Local investors confident about the future of Kerzner International Bahamas may be salivating for a piece of the property fund that swapped debt for equity to take an ownership stake in the iconic company.

They likely won’t be able to, though. Brookfield’s Real Estate Finance Fund I (BREF I), a private equity real estate fund, is currently not listed.  But if your interest was piqued as Brookfield transitioned a junior debt position into a major equity stake, BREF II, another real estate fund by Brookfield, and real estate investment funds on the whole may be on the radar now.

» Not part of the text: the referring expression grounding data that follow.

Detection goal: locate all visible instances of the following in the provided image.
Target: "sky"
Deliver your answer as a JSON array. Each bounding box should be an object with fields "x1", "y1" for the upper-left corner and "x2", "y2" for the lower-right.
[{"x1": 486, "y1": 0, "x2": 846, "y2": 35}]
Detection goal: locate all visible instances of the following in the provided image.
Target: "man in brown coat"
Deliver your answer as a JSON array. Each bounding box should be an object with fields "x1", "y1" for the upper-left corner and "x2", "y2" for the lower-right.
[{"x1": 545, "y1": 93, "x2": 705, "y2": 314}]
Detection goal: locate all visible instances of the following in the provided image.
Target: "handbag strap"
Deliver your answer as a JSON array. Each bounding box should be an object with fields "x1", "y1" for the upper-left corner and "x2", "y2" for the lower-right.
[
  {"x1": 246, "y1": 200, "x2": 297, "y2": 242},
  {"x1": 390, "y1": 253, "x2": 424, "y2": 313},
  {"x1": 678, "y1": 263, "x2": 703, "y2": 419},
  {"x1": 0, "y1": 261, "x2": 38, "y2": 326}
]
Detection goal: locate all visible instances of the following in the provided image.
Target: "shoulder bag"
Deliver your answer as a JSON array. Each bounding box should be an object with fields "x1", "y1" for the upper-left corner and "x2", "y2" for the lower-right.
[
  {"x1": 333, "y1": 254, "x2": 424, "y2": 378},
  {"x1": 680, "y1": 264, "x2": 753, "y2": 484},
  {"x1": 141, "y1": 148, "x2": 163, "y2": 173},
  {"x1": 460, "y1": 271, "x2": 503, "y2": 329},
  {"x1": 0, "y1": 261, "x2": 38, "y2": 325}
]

CFAL’s senior vice president, Kevin Burrows, told Guardian Business local investors in non-Bahamian Dollar (BSD) denominated property funds would have to start the process like any other acquisition of non-BSD securities – going through the Central Bank of The Bahamas for investment dollars at a 12.5 percent premium.  But that happens after the decision to invest in an international property fund is made, and that process has some specific considerations.

“In examining a real estate fund like that, it’s a bit more complex than buying an international stock,” Burrows said in an interview yesterday.

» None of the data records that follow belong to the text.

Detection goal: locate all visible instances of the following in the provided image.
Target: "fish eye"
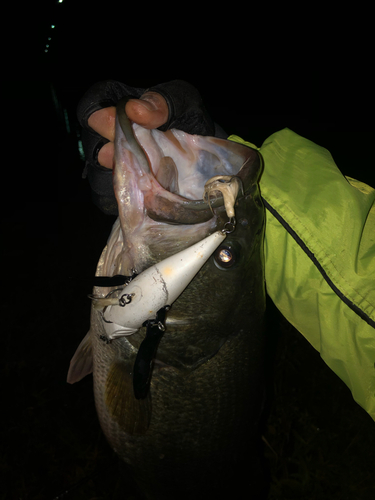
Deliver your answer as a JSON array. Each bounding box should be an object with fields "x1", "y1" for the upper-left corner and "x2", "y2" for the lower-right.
[{"x1": 213, "y1": 244, "x2": 238, "y2": 269}]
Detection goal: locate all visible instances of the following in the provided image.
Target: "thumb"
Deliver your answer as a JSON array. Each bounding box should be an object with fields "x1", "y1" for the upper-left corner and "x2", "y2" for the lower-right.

There are two levels to consider, Burrows saying the skill level of the asset manager was one factor, while the content of the property portfolio – its diversification and other risk factors – was another.

In the case of Brookfield, with over $150 billion in assets under management (AUM), the turn of events for Kerzner International may give some indication of the company’s management savvy.

“Obviously, it seemed to have a fairly junior position [in the Kerzner debt structure], with a lot of senior debt above it.  But they were able to convert that junior position into an equity ownership stake at the Atlantis and the One And Only.

“I’m sure these guys, when they went into the initial loan structure had a plan “B”, so if something went wrong they would get control of the property – which ultimately they did.”

The second factor to consider is the property portfolio itself.  Investors would look to see how diversified it is.  If the properties are clustered geographically, single events could impact the entire portfolio.  That risk exists if they are clustered in the same or a few sectors as well.  If all the properties were hotels, for example, the global tourism industry would impact on the portfolio.

Within the vehicle that is used to hold the property , its debt structure, and potential debt structure, should be examined too.  Taking BREF II as an example, capitalized at $727 million, it can leverage up to 2 times with a lending capacity of over $1.5 billion.

For the lay-investor, it may all seem complex.  Considering the premium to buy investment dollars, international property funds may be waves out in an ocean that many will never get to surf in.

Still, the principles behind analyzing property funds hold, and there are a number of Bahamian alternatives.  Locally, investors may be able to peer into management expertise better, and will have a better understanding of the mix of properties in the portfolio.

Geographical diversification may not be so easy to get around, however, so investors will often find their fortunes tied to the real estate markets here.